Doktorumuz organlarının şükrünü bilen biridir. Bileğine kurşun isabet ettiği sırada başparmağının yaralanmayışına şükreder:
“İnsanı maymundan ayıran başparmağıdır. Bütün işimizi bunla görürüz. Bir santim aşağıda olsaydı ameliyat yapamazdım, mesleğim giderdi elimden. Oysa bir insan kalbini eline almak nasıl bir histir biliyor musun, bebeğin doğuşu gibi”
Hak’la hak olmak
Birgül Sönmez’inki sıradan bir şükür duygusu değil. Uzun bir tasavvuf eğitiminden sonra dervişlerin ulaştığı manevi mertebeden söz eder gibidir. Kendi benliğinden fani olan gerçek derviş öyle bir noktaya gelir ki Hak Taala onun “tutan eli, gören gözü, yürüyen ayağı” olur. Yunus Emre’nin diliyle: “Her kim ki dervişlik bağışlanırsa, onun nefesinden misk ile anber tüter, yaprağı dertli için derman olur”
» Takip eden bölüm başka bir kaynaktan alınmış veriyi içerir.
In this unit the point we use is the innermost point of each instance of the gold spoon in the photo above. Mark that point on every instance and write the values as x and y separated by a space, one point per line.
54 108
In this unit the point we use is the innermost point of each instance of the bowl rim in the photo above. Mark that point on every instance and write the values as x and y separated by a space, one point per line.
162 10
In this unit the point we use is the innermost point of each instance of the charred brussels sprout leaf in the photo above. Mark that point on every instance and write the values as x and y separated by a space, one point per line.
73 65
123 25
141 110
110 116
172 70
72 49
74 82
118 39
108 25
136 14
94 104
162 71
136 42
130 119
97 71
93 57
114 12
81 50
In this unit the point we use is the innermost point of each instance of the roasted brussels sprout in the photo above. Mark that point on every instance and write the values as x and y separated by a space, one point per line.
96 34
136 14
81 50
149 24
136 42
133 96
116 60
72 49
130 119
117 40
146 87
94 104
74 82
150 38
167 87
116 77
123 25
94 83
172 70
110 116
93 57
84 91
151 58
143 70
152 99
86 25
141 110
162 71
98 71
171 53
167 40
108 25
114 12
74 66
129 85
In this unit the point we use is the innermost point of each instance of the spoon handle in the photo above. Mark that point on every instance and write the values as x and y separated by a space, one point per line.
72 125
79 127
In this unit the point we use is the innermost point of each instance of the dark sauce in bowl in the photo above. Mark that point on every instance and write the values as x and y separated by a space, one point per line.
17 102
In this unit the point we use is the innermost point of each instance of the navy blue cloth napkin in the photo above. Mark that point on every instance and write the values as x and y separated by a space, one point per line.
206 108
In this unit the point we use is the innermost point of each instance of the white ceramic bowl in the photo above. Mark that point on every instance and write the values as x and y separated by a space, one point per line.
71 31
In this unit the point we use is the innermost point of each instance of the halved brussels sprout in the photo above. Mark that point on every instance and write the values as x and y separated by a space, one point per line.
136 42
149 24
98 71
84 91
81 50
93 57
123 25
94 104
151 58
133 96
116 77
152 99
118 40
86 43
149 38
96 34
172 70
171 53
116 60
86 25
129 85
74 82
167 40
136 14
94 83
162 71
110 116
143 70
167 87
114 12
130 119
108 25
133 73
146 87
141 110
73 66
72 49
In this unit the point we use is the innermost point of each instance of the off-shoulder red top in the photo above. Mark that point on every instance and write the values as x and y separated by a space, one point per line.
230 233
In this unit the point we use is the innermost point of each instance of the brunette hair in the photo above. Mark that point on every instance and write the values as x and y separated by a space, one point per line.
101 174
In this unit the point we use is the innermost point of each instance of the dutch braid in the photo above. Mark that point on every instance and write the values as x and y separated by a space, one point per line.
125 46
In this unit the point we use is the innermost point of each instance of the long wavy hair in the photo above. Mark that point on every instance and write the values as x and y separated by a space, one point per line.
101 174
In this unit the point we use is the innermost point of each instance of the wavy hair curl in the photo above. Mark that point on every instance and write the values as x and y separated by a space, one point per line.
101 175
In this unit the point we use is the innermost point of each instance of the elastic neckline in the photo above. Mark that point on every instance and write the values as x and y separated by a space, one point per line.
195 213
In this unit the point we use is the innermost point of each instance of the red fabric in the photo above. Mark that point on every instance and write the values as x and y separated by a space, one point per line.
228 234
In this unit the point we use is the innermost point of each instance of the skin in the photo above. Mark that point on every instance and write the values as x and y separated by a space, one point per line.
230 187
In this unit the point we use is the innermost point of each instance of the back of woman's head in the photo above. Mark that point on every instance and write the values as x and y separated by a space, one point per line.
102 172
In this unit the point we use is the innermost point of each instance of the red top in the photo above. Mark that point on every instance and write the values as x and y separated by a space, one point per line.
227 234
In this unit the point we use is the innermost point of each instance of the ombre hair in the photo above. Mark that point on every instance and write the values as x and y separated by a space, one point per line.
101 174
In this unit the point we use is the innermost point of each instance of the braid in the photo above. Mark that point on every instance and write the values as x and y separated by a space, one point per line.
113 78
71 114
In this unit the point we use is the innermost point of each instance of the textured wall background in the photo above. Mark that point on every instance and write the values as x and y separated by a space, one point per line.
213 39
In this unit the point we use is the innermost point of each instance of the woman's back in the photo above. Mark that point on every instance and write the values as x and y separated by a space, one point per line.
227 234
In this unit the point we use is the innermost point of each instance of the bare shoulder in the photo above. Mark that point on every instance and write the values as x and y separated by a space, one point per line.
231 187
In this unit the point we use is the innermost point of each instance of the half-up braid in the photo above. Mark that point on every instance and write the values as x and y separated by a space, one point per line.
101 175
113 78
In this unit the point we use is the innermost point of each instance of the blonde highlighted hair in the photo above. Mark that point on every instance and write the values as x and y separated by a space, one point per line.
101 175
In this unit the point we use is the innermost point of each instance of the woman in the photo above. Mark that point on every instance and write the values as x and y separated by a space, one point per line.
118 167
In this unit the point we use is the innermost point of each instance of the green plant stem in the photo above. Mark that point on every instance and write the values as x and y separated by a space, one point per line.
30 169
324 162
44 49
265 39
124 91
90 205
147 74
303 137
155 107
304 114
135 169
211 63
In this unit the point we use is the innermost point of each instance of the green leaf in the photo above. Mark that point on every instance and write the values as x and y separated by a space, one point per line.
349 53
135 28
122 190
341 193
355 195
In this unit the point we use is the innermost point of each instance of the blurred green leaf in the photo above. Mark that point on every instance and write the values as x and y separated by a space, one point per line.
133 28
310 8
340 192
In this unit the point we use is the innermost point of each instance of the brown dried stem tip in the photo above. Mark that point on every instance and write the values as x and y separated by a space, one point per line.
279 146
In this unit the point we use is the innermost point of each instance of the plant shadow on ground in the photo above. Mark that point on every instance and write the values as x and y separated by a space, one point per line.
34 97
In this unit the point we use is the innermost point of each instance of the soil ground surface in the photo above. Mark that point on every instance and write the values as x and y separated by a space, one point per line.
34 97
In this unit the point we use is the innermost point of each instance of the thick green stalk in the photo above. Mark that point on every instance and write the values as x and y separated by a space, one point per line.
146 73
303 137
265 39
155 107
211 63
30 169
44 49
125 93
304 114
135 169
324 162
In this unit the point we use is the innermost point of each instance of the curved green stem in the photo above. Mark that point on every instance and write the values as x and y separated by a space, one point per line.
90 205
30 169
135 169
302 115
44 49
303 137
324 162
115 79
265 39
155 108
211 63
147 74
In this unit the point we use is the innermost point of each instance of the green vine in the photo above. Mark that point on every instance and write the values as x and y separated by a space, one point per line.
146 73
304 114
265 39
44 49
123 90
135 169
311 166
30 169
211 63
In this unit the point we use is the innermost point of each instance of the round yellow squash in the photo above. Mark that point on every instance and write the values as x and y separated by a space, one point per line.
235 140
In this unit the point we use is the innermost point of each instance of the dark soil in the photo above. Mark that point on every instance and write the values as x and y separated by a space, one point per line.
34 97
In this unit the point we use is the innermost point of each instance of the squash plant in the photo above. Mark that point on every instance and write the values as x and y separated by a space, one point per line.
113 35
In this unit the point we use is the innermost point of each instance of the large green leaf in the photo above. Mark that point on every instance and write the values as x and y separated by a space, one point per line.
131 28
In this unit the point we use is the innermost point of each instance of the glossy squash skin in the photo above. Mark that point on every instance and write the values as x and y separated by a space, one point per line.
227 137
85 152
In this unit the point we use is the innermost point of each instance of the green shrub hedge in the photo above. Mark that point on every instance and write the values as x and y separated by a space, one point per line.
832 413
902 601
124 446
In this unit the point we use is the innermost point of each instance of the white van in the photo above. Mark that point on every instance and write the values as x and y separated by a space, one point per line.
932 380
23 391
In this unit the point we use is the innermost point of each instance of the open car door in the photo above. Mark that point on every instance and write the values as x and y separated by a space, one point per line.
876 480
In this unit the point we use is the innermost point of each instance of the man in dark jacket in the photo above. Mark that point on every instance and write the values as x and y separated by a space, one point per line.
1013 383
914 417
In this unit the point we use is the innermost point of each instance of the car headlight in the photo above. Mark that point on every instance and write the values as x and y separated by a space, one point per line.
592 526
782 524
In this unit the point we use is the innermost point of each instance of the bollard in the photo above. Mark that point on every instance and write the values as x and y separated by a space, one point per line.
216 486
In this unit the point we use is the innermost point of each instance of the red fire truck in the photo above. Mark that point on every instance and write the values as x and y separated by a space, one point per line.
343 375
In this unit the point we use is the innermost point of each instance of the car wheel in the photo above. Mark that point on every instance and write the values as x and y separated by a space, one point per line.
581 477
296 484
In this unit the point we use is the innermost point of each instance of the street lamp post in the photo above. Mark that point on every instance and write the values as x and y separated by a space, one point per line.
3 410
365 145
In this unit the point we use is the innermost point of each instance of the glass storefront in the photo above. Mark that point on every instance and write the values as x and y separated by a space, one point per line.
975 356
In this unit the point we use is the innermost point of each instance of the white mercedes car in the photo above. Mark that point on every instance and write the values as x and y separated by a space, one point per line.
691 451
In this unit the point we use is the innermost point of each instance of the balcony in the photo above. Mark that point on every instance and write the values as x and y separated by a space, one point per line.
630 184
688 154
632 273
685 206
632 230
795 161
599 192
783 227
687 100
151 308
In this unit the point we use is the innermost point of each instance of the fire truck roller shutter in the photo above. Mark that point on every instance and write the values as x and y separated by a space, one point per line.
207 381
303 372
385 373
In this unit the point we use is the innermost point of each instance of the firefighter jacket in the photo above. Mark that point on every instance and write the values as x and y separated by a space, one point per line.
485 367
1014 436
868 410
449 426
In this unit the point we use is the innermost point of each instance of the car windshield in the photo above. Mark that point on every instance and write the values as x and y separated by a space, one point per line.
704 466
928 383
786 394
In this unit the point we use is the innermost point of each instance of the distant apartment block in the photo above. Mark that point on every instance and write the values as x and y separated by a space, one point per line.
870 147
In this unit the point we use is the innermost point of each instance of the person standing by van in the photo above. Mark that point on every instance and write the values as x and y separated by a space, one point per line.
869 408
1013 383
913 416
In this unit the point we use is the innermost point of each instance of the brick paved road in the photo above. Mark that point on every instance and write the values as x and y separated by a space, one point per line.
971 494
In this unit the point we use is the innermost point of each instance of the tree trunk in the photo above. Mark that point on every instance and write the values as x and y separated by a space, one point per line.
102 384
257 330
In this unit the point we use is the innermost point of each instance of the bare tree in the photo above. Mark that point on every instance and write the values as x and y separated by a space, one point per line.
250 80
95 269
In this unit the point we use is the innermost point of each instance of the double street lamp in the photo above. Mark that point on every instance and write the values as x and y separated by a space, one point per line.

Cerrahımızın tasavvuf eğitimi aldığını sanmıyorum. Ama onun şu sözleri aynı gerçeği ifade eder:
“Bazen soruyorlar Tanrı’ya inanıyor musun diye… Ben ameliyatta zaman zaman sol elimle ışığı düzeltirim o zaman sağ elim hastanın üzerinde olur. Adeta dervişler gibi… Allah bana yardım eder ameliyatlarda… Dervişler gibi vücudumdan bir şeyler geçer hastaya. Ben Allah’a inanmakla kalmıyorum ameliyat yaparken onunla adeta bütünleşiyorum”
Duanın gücü
İnanan insan daha güçlüdür. İçten duygularla bir şey istenirse Allah verir. Birgül Sönmez daha ziyade hastaları için yüreğini Hakk’a açmış, iki defa da kendisi için istemiş. Şöyle der:
“Hayatımda Allah’tan iki kez kendim için bir şey istedim. Aslında cerrah olarak çok darlandığım, çok üzüldüğüm, çok çaresiz kaldığım olur. Yaptığın her şey doğrudur ama her şey aksi gider… Hastanın gideceğini hissedersin. Orada öyle yürekten dua edersin ki, ‘Allah’ım yardım et’ diye… İşte ben bu yardımı kendim için iki defa istedim. İlki son depremde 7. kattaydım. Öyle bir sallantı. Geçecek sanıyorum, geçmiyor bir türlü. O zaman Allah’ım yardım et dedim. Nasıl çaresiz hissettim ve ben bir hiçim dedim”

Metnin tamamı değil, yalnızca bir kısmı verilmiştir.